The virtual therapist

by Tyler Cowen

The virtual therapist sits in a big armchair, shuffling slightly and blinking naturally, apparently waiting for me to get comfortable in front of the screen.

“Hi, I’m Ellie,” she says. “Thanks for coming in today.”

She laughs when I say I find her a little bit creepy, and then goes straight into questions about where I’m from and where I studied.

“I’m not a therapist, but I’m here to learn about people and would love to learn about you,” she asks. “Is that OK?”

Ellie’s voice is soft and calming, and as her questions grow more and more personal I quickly slip into answering as if there were a real person in the room rather than a computer-generated image.

…With every answer I’m being watched and studied in minute detail by a simple gaming sensor and a webcam.
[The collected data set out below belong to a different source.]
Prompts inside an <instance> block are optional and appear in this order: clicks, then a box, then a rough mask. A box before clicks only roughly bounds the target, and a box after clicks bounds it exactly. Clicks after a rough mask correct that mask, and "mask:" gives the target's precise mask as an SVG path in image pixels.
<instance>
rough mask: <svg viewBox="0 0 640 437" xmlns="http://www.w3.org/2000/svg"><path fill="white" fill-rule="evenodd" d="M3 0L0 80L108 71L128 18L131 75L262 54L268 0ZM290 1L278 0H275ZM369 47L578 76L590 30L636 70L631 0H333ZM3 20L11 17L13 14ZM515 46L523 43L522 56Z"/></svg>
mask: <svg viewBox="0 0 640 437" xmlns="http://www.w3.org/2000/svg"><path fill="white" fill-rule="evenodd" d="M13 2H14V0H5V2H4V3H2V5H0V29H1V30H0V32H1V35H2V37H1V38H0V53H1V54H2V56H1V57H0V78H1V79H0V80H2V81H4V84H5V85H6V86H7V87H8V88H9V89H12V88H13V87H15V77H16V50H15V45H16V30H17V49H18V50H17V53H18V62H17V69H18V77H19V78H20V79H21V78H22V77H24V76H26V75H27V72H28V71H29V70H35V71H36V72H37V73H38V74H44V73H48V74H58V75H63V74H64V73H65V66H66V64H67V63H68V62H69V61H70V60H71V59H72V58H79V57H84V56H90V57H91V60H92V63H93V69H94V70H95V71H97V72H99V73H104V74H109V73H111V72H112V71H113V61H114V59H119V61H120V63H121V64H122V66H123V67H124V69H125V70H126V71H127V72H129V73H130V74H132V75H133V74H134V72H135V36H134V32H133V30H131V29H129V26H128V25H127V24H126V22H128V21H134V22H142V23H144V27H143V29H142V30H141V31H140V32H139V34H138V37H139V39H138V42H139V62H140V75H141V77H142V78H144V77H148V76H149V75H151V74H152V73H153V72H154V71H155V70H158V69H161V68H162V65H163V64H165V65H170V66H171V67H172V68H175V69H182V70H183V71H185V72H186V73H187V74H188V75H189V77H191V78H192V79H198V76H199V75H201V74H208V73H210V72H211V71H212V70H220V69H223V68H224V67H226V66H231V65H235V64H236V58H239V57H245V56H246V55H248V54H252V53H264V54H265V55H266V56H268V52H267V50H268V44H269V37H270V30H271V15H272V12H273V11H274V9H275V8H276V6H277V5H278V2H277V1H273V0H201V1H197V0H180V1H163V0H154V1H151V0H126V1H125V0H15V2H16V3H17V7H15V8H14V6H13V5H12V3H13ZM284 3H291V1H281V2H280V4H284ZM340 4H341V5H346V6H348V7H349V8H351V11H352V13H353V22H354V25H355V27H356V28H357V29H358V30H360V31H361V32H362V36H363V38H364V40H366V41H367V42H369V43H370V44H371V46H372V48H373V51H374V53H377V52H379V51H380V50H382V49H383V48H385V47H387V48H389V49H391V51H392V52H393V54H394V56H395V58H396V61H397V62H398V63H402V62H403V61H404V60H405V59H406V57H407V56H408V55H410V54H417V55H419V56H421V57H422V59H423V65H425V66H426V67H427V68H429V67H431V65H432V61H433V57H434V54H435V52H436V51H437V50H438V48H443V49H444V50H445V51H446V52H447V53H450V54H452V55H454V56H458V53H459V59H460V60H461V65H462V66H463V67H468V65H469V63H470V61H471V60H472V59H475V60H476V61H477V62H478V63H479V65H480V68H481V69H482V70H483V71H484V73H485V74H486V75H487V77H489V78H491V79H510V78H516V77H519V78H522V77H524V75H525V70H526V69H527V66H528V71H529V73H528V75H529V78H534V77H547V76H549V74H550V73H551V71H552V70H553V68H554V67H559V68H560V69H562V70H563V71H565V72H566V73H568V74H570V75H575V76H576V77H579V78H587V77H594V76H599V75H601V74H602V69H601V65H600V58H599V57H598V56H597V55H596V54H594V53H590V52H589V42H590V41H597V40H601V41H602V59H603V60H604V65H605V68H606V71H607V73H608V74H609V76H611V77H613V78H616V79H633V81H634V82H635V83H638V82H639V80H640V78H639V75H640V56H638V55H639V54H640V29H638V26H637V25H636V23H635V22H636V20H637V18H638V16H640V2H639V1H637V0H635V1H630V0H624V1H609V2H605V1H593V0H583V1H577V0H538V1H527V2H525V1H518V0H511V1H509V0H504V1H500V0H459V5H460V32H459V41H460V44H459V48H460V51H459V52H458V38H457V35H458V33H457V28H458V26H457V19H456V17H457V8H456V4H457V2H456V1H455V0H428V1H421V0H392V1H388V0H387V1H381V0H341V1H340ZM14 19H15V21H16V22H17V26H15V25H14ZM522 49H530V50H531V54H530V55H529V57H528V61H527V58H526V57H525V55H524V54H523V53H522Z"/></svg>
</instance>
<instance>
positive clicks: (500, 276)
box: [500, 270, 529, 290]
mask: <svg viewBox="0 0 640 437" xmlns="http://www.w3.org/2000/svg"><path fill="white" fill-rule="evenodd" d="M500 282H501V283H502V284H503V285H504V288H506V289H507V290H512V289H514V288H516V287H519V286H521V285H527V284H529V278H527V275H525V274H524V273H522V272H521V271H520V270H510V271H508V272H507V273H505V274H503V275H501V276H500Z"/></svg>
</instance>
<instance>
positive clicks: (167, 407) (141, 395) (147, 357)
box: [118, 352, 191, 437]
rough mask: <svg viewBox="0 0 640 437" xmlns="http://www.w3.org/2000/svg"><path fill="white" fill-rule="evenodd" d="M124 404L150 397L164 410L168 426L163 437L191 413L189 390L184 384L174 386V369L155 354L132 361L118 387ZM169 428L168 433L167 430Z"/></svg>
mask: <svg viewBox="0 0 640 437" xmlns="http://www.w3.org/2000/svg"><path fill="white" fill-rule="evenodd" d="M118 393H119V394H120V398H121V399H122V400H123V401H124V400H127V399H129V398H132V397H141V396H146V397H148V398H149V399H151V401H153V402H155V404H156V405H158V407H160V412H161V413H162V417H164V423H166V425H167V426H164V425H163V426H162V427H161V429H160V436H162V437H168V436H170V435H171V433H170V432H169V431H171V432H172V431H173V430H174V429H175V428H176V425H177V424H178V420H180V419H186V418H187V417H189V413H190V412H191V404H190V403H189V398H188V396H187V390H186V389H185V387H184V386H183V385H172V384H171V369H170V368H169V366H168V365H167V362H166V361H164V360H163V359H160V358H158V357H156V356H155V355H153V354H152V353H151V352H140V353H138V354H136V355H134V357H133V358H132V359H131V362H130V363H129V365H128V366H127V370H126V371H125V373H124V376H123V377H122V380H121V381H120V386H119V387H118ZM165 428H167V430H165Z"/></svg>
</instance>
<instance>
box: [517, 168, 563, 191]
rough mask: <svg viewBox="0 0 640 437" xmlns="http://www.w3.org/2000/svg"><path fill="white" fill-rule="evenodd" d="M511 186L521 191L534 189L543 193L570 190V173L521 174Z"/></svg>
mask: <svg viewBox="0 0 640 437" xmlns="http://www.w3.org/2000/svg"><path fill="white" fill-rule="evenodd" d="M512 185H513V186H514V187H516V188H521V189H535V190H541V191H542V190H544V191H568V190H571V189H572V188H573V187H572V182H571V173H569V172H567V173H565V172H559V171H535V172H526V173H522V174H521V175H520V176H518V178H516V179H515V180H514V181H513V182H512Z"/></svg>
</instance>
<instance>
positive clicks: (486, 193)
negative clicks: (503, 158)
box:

How I smile, which direction I look, the tone of my voice, and my body language are all being precisely recorded and analysed by the computer system, which then tells Ellie how best to interact with me.

Right now there are two assistants guiding the avatar, in essence standing behind a screen, but that will not always be the case:

Real people come in to answer Ellie’s questions every day as part of the research, and the computer is gradually learning how to react in every situation.

It is being taught how to be human, and to respond as a doctor would to the patients’ cues.

Soon Ellie will be able to go it alone.